- Born: 6 November 1952 (age 73) Egypt
- Education: Imperial College London
- Occupations: Businessman, philanthropist
- Known for: Founder of Accord company and The Stefanou Foundation
- Spouse: Rosemary Gordon ​ ​(m. 1974; div. 2003)​ Susie Omer ​(m. 2008)​
- Relatives: Stef Stefanou (brother)

= Stelio Stefanou =

British businessman

Stelio Haralambos Stefanou OBE DL (born 6 November 1952) is a British businessman and philanthropist, who was born in Egypt to Cypriot parents.

He founded a public services and building maintenance company, Accord, which grew to employ 4000 people. He sold Accord for £147 million in 2007. He then founded two charities: the Stefanou Foundation in England, and the Stefanou Foundation Cyprus.

He is a Deputy Lieutenant of Hertfordshire, and he was High Sheriff in 2016/17 having been inaugurated on 2 April 2016 at County Hall, Hertford. According to the Sunday Times, his net worth in 2015 was £140 million.

==Early life and business career==
Stefanou was born in Egypt, the son of a shopkeeper who had emigrated from Cyprus at age 14. The whole family left Egypt for the UK in 1959, following the political turmoil after the Suez Crisis, which lost his family their business. His parents reestablished themselves by starting a grocery shop in Battersea Stefanou arrived in the UK at age 6.

He studied chemistry at Imperial College London, graduating with a BSc. He started his industrial career working for Johnson Matthey (1974-1977) and Esso (1977-1980), before moving to John Doyle Construction in 1980.

Stefanou's brother Stef Stefanou also worked at John Doyle Group, and by 1999 Stef was the Chairman and Stelio was the Chief Executive. In 1999 they instigated a de-merger which split the company into two. Stef Stefanou retained John Doyle as the construction company, while Stelio Stefanou founded Accord as a separate company to run the longer-term public services and infrastructure maintenance contracts. Stefanou sold Accord to Enterprise plc in 2007.

== Public service ==
After selling Accord, Stefanou changed from running businesses to running charities. In 2008 he established the Stefanou Foundation to protect the interests of vulnerable people, especially the very young and the very old, and to support the commercial development of scientific ideas into viable businesses. He serves as its chairman.
In 2013, he established the Stefanou Foundation Cyprus which aims to address social and economic challenges after the 2012–2013 Cypriot financial crisis, and he serves as its chairman.

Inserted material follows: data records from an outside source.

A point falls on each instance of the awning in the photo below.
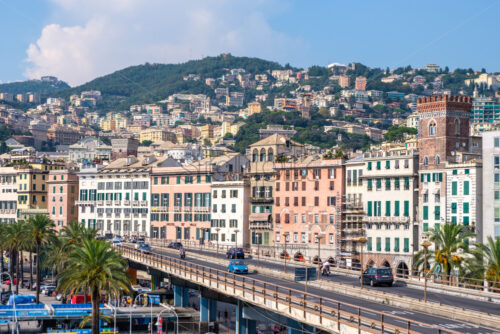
(260, 217)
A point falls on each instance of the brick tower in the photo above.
(443, 129)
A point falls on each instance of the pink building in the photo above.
(62, 194)
(180, 203)
(308, 205)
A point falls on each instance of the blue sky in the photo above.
(78, 40)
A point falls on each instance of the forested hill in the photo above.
(33, 86)
(152, 82)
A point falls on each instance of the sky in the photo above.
(79, 40)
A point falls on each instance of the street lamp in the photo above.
(319, 237)
(362, 241)
(217, 230)
(426, 245)
(285, 235)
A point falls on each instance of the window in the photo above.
(454, 187)
(432, 128)
(437, 213)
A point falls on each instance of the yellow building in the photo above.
(154, 135)
(32, 188)
(254, 108)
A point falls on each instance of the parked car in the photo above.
(175, 245)
(237, 267)
(145, 249)
(378, 276)
(235, 253)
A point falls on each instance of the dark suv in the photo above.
(175, 245)
(235, 253)
(378, 276)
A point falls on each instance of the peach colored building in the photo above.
(308, 205)
(62, 195)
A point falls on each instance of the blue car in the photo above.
(237, 267)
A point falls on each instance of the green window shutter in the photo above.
(466, 207)
(406, 245)
(466, 220)
(454, 207)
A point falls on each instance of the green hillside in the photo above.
(152, 82)
(33, 86)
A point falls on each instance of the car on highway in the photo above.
(145, 248)
(237, 267)
(235, 253)
(175, 245)
(378, 276)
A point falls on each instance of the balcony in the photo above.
(260, 225)
(263, 200)
(382, 219)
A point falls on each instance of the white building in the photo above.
(491, 185)
(230, 212)
(390, 205)
(87, 198)
(8, 194)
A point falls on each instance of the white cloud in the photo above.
(117, 33)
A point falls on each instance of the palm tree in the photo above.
(490, 254)
(450, 246)
(42, 233)
(13, 240)
(97, 268)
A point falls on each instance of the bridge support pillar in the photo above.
(155, 282)
(208, 309)
(243, 325)
(181, 296)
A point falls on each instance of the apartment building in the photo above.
(87, 198)
(62, 195)
(263, 156)
(124, 194)
(308, 205)
(32, 188)
(182, 197)
(444, 144)
(352, 218)
(8, 194)
(491, 185)
(390, 204)
(230, 211)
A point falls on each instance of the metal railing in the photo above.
(304, 307)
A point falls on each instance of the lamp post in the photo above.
(426, 245)
(319, 237)
(362, 241)
(285, 235)
(217, 230)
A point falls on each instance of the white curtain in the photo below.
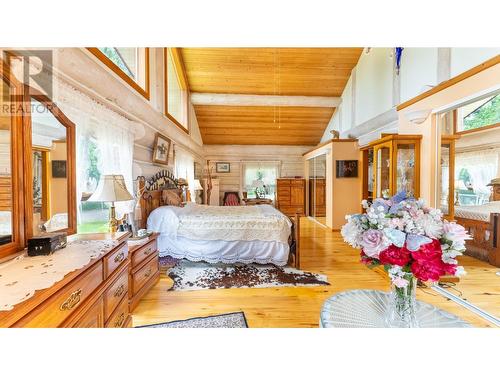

In April 2015, he launched the "Healthy Relationships: Healthy Baby" (HRHB) programme for families suffering domestic abuse that are expecting babies.
Parents join this program during pregnancy and they are supported to bring an end to domestic abuse in order to nurture their baby’s early development.
The Foundation is initially running two prototype projects, in Hertfordshire and in Westminster.
The police and crime commissioner for Hertfordshire, David Lloyd, visited the centre and he said he believes it can "reduce the number of people suffering from abuse and make society better and safer".
Stefanou personally funds the development and initial delivery of the HRHB programme as part of his overall funding to the Stefanou Foundation of £1.5M a year.

Stefanou is a patron of Hertfordshire Action on Disability,
and he is the Chairman of Trustees of the WAVE Trust, a charity that is dedicated to reducing interpersonal violence, child neglect and maltreatment.

He is a Deputy Lieutenant of Hertfordshire, initially appointed in January 2011, and was High Sheriff of Hertfordshire for the year 2016/2017.

Stefanou is vice-chairman of the UK-Cyprus Enterprise Council, which was established in 2013 to promote investment in Cyprus and bilateral trade with the UK.

== Honours ==
Stefanou was awarded an "Officer of the Order of the British Empire" (OBE) in 2004 for services to business.
He has held roles in the Confederation of British Industry including Chairman of the Eastern Regional Council (1995-1997) and Chairman of their Local Government Panel (1997-2007).
He is a Freeman of the City of London (1994). He was awarded the honorary degrees of Hon DLitt by the University of Westminster in 2007 and Hon LLD by the University of Hertfordshire in 2013.

== Personal life ==
In 2008, Stefanou married Susie Omer. She is also a Trustee of the Stefanou Foundation. Stefanou and his previous wife Rosemary Gordon were married for 22 years before separating in 1996; they divorced in 2003.